彼女はそう言い、来た道を戻るかのように歩いていってしまった。まるで嵐の如く、初対面の相手に食事を誘い、あまつさえ約束までも受けてしまった状態だ。

 

「…なー、オマエ、あの人と知り合いなのか?」

「いや、今日が初めてだな。」

「すごい、親密そうだったな…。」やや不安げにそう漏らす。

 

「でも、明日おいしいものが食べられるんだろ?それはすっげー楽しみだぜ!」

「…あぁ。そうだな。そうなると…明日宿屋に夕飯はいらないと言っておかないとな。」

 

ニコニコと、喜怒哀楽で表情がコロコロとかわるその様を見ていて、思わず微笑んでしまう。

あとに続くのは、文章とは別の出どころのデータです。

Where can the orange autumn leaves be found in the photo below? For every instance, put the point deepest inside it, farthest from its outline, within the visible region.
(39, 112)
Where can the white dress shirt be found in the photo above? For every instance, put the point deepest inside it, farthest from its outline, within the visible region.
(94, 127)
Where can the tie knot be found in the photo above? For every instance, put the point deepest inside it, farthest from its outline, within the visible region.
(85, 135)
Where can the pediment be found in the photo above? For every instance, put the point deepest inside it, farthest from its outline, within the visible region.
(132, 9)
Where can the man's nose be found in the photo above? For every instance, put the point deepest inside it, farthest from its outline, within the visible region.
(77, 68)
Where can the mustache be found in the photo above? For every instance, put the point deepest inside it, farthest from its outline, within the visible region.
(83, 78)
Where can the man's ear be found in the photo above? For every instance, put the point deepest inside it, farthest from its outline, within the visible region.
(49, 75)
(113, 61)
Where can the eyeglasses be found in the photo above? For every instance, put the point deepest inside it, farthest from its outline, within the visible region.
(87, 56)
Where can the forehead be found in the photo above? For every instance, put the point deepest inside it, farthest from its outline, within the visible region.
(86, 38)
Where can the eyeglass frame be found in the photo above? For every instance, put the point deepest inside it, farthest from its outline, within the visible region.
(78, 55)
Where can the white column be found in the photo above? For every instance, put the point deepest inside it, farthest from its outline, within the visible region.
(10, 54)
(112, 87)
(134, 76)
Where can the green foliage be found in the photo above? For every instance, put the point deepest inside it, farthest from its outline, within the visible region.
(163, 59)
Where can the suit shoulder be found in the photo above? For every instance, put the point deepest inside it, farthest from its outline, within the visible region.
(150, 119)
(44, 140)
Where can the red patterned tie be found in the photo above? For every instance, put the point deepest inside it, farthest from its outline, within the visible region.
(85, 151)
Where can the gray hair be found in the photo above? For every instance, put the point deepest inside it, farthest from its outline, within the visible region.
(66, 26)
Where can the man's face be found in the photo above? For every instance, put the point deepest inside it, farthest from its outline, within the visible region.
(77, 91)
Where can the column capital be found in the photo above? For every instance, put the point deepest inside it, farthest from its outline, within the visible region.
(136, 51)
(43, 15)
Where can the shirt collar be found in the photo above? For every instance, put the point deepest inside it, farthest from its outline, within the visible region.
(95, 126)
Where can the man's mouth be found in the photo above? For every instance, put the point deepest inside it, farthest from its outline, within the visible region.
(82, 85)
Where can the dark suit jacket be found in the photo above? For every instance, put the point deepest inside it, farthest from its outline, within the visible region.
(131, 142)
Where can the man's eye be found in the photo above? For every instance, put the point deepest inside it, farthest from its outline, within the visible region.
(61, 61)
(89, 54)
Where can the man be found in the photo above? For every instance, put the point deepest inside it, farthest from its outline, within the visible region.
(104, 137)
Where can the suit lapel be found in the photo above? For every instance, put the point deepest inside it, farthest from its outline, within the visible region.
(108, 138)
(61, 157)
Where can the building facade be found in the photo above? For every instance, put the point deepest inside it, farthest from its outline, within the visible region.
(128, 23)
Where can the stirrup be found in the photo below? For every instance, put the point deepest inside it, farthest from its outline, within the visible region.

気分が暗澹としてしまったが、彼を見ているとその気持ちもすっと穏かになって行くようだった。

 

「さて、じゃあ明日に備えてそろそろ寝ようか。馬車のスペースはあいてるのか?」

「うん、ちゃんと二人分あけたし、毛布もしっかりと敷いたぞ!」

「よし。じゃあ―――あぁ、アンドルスさん!こちらも片付け終えたので、そろそろ寝ます!」

「はーい、わかったよー。こっちはラドさんとプレストさんにまかせるからー、そっちはゆっくりしてねー。」

 

リーウに手をひかれ、馬車の中のアンドルスさんへと声をかける。まるで護衛として仕事を成していない気もするが、来るときの戦わずして魔物を撃退した所で、仕事をきっちりと果たしたと考えて彼らに任せることとする。―――アンドルスさんもそうすると、彼らに頼っているようだし。そう言い訳をして。

 

「…寝るスペース、一人分しかないじゃないか。」

「あっ」

 

片付けや商売をどんなに一人で出来ると自身を飾っても、やはり本質は子供のようであった。

俯き照れていたが、外は矢張り冷える。在り難く同衾させて貰おうかと思考を巡らせて行くのであった。

 

 

 

 

 

Verdure(ヴァージャ)…メロンみたいなもの。果肉はグリーン。酸味がすこしあり、食べるとスースーする。